General relativity: Why don't these two differentials commute?

I encountered some metric today defined by

$$ds^2 = - \left( 1 - \frac{2GM}{r} \right) dv^2 + (dv dr + dr dv) + r^2 d \Omega^2$$

In all education I've done until now

$$dv dr = dr dv.$$ Why is this no longer the case?
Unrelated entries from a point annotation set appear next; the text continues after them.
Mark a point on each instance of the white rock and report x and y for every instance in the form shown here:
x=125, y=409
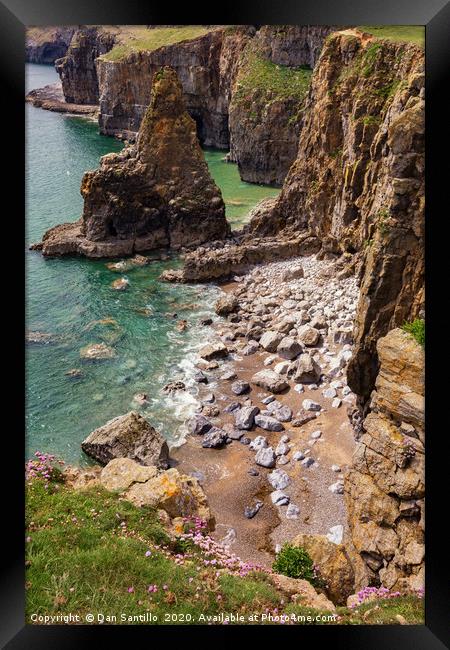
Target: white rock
x=337, y=488
x=282, y=367
x=279, y=498
x=265, y=457
x=260, y=442
x=278, y=479
x=282, y=449
x=292, y=511
x=310, y=405
x=336, y=534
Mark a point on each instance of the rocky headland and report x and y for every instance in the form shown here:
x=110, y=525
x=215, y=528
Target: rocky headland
x=46, y=44
x=156, y=194
x=244, y=86
x=309, y=421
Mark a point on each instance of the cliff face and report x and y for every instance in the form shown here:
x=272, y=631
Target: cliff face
x=77, y=68
x=156, y=194
x=258, y=116
x=205, y=66
x=46, y=44
x=384, y=489
x=267, y=102
x=293, y=45
x=357, y=184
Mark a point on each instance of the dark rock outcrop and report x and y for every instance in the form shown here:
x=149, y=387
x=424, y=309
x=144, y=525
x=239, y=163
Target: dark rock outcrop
x=127, y=436
x=51, y=98
x=156, y=194
x=293, y=45
x=384, y=489
x=77, y=69
x=357, y=184
x=266, y=106
x=46, y=44
x=206, y=67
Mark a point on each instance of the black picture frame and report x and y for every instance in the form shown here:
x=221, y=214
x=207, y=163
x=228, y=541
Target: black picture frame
x=435, y=15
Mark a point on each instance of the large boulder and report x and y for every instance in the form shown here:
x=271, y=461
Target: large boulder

I suspect this has something to do with tensors, but I am not sure why.

Answer

1. 
   

   More generally, a metric tensor

   $$\mathbb{g} ~\in~ \Gamma\left( {\rm Sym}^2(T^{\ast}M)\right)$$ is a section in the symmetric tensor product $${\rm Sym}^2(T^{\ast}M)~=~T^{\ast}M\odot T^{\ast}M$$ over the cotangent bundle $T^{\ast}M$. In other words, $\mathbb{g}$ is a symmetric $(0,2)$ covariant tensor field.
   
   


2. 
   

   In a coordinate chart $U\subseteq M$, it takes the form

   $$\mathbb{g}|_U ~=~ g_{\mu\nu}\mathrm{d}x^{\mu}\odot \mathrm{d}x^{\nu},$$ with the manifest rule $$\mathrm{d}x^{\mu}\odot \mathrm{d}x^{\nu}~=~\mathrm{d}x^{\nu}\odot \mathrm{d}x^{\mu},$$ cf. OP's question.